The github issue you have linked, however talking about one very specific use case about disposable VM’s. Moreover it is talking about if it’s should start without any network access, or not. And as we discussed this several times over the years, it is a very reasonable defult to have a network connection and allow any outgoing communications by default.

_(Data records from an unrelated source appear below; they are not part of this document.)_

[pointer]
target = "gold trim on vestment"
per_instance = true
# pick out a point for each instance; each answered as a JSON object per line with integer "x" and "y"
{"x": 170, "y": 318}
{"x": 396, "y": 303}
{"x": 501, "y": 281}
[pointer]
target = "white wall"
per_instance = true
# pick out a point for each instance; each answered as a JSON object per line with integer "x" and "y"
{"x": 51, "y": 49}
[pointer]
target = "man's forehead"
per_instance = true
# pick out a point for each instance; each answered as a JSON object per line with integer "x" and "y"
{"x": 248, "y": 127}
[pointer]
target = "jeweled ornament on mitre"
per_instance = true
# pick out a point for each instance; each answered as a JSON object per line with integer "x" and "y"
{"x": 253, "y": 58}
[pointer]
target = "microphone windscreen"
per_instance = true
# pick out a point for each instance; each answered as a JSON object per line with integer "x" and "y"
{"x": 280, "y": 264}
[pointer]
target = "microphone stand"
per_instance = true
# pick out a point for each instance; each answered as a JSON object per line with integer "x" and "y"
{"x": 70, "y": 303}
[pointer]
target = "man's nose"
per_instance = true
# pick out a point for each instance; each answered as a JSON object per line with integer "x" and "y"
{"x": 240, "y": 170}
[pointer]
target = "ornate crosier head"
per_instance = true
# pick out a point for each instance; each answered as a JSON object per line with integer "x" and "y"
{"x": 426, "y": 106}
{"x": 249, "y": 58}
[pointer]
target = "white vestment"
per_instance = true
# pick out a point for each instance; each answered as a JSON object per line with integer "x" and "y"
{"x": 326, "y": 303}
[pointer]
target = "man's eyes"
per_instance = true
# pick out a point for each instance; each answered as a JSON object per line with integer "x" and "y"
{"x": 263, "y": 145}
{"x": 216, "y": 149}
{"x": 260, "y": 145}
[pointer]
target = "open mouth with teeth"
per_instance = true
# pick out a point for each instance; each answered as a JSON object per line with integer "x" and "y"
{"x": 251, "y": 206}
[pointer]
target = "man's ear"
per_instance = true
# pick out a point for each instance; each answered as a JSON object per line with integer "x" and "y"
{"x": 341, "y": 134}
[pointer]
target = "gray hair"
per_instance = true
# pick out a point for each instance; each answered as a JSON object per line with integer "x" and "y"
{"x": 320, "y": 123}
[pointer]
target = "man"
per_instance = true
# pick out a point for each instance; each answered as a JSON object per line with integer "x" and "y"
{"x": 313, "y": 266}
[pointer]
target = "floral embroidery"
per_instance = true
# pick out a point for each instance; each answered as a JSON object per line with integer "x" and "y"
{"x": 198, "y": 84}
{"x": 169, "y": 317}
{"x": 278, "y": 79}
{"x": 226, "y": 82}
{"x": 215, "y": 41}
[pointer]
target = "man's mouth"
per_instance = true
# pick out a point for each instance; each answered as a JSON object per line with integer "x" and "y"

You can however very easily tune/modify this:

Also network acces of the template VM’s are another very different scenario, and it is implemented in a very secure way by default:

Just to clarify:

In sys-net’s template vm edit /rw/config/qubes-firewall-user-script

and add:

table inet qubes {
    chain custom-forward {
        type filter hook forward priority 0;
        ip daddr 192.168.1.0/24 drop
    }

    chain custom-output {
        type filter hook output priority 0;
        ip daddr 168.1.0/24 drop
    }
}

Result: All qubes using this sys-net will be blocked from accessing the LAN if they ultimately connect to sys-net via vm-htb > sys-firewall > sys-net but they should still be able to connect to the Internet.

Hi Zrubi,

I linked the wrong GitHub issue earlier (though it’s still related). I meant this one: Make it easy to block all private network access from VMs (and maybe make this default) · Issue #9796 · QubesOS/qubes-issues · GitHub

Thanks for clarifying — I now understand that inbound connections are blocked by default. I’ll run

nft list ruleset

in the service qube to see the actual default firewall rules and learn by doing.

Regarding your question:

“What do you mean by ‘locked down and isolated’ in this context?”

Now I mean that nothing from the vm-htb qube can reach devices on the same LAN (via outbound communication) that are not Qubes VMs. I see two ways to do this, one via sys-net which is an all encompassing rule and the second via individual qubes firewalls. I will try to do both of course.